Top Five Creative Insights from SXSW 2022

2 Minutes Read

Making cool stuff is easy. Making valuable stuff is hard. Making valuable and cool stuff is impossible… unless you have the right design team. And that’s hard. So, how do you find that right team? You don’t. You grow it.

Since we are constantly reexamining ourselves and looking for ways to learn and improve, I recently asked Jessica, our lead designer, to attend SXSW to see what tidbits of inspiration and wisdom she could bring back to our growing team. Jessica did not disappoint.

She met Guy Raz who reminded us of the ever present truth: “If you want to create something valuable it has to be hard, else everyone would create it.”

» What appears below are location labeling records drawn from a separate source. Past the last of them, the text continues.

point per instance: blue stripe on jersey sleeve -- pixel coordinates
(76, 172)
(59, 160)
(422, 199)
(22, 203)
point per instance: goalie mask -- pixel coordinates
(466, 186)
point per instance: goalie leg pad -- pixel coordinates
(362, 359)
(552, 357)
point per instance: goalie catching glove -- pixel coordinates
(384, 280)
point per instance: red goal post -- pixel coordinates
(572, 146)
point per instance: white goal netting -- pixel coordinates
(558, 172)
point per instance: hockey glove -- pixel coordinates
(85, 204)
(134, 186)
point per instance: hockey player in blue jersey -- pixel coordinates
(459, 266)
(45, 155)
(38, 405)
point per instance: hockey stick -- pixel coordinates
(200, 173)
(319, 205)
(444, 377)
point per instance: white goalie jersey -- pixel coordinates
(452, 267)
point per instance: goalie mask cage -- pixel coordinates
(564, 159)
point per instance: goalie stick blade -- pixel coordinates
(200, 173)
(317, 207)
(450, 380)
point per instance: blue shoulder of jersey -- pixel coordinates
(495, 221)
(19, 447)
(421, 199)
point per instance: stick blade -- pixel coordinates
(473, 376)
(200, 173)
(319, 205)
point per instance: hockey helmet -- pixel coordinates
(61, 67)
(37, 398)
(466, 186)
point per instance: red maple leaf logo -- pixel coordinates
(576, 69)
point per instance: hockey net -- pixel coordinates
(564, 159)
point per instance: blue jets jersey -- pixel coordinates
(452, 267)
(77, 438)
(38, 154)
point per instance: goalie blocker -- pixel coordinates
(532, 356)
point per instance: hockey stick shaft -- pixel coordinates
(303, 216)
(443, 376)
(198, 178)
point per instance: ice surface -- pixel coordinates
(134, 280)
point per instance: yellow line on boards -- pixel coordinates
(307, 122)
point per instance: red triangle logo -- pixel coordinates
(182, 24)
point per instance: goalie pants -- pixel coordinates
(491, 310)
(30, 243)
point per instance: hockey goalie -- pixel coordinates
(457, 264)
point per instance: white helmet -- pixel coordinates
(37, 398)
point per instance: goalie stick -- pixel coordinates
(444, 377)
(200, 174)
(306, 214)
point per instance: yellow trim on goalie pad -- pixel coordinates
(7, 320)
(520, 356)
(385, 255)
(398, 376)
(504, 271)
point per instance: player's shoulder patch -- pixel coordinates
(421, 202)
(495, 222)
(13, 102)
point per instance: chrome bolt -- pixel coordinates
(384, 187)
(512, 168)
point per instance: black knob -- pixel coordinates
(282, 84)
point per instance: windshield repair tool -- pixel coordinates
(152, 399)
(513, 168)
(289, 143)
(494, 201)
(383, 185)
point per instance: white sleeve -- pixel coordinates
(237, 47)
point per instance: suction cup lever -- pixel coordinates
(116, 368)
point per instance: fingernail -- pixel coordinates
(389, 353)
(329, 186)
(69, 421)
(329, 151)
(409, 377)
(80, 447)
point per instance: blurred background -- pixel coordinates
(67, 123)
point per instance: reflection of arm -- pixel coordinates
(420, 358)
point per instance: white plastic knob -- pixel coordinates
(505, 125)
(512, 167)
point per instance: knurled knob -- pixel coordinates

In a presentation from Ann Hiatt we were reminded that we’re not the only ones in the world excited about unleashing latent potential. Ann encourages us to “discover and empower underrepresented entrepreneurs.”

In a presentation titled “A Peek Inside a Car Designers Sketchbook” Igor Bauer-Scheinhutte, head of Porsche's Advanced Design Team, insightfully shared, “design takes time. Ideas need room to breathe.”

These are all great tidbits and encouraging reminders, but the real meat was a fantastically elegant, yet surprisingly fresh list of Five Things that Kill Creativity. Our list comes from Brent Anderson of TBWA and I’ve added some personal reflection on what they mean to me. In case you’re short on time, the last one is my favorite.

The Illusion of Inspiration: Creativity is an act of will.

You know that feeling like something is missing? Maybe we should stop and figure out what it is? Hmm. No. We should keep going and figure out what it is. Creativity isn’t elusive; it’s just hard work. 

Consensus: Creativity is a risk that requires mischief.

This is fun and while I come from an engineering background, it rings true in that space as well. I’ve sat in meetings where everyone is discussing how to fix a bug or do a thing and then some rogue developer gleefully announces, “I just fixed it!” The obvious answers that hover near consensus are probably adequate, but they’ll never be the breakout idea that sets your product apart from the others. Mischief! How can we encourage mischief!? How can we reward initiative over conformity?

Fear: Creativity isn't a thinking game. It's about doing, failing, and evolving.

This is Agile at its core, but it only works in healthy and safe teams. It’s surprisingly hard to make a place truly safe, but it’s magical when you do. I like to think about it kind of like vision. If I only have one eye, I see in 2D. If I have two eyes, I see in 3D, but from one perspective. If a team has dozens of eyes that communicate what they are seeing then we can actually see an entire environment and comprehension skyrockets.

Complexity: Brand building is successful if it's so simple that it doesn't have an option but to break through and connect with people.

This one is deeply fascinating to me. The idea of making something, then stripping so much of it away that it’s barely there, but what is there is pure gold, is genius!

Laziness of rigor: Make it smart, make it beautiful, and have fun.

I was just talking to a friend about how entire teams can chase their tails by trying to be rigorous. Sometimes you’ve got to say, “screw the process; let’s just do the thing.” I love the way Brent frames it though, because it highlights how we can trick ourselves into thinking we are being virtuous by “doing the right thing.” Sometimes the right thing is to do the wrong thing.

So how do you build that right design team that leads the way to products that are both useful and cool? We do it by showing up where the conversation is happening and taking to heart the insights that are shared. I hope the insights captured here can help you as well as you build your own winning team.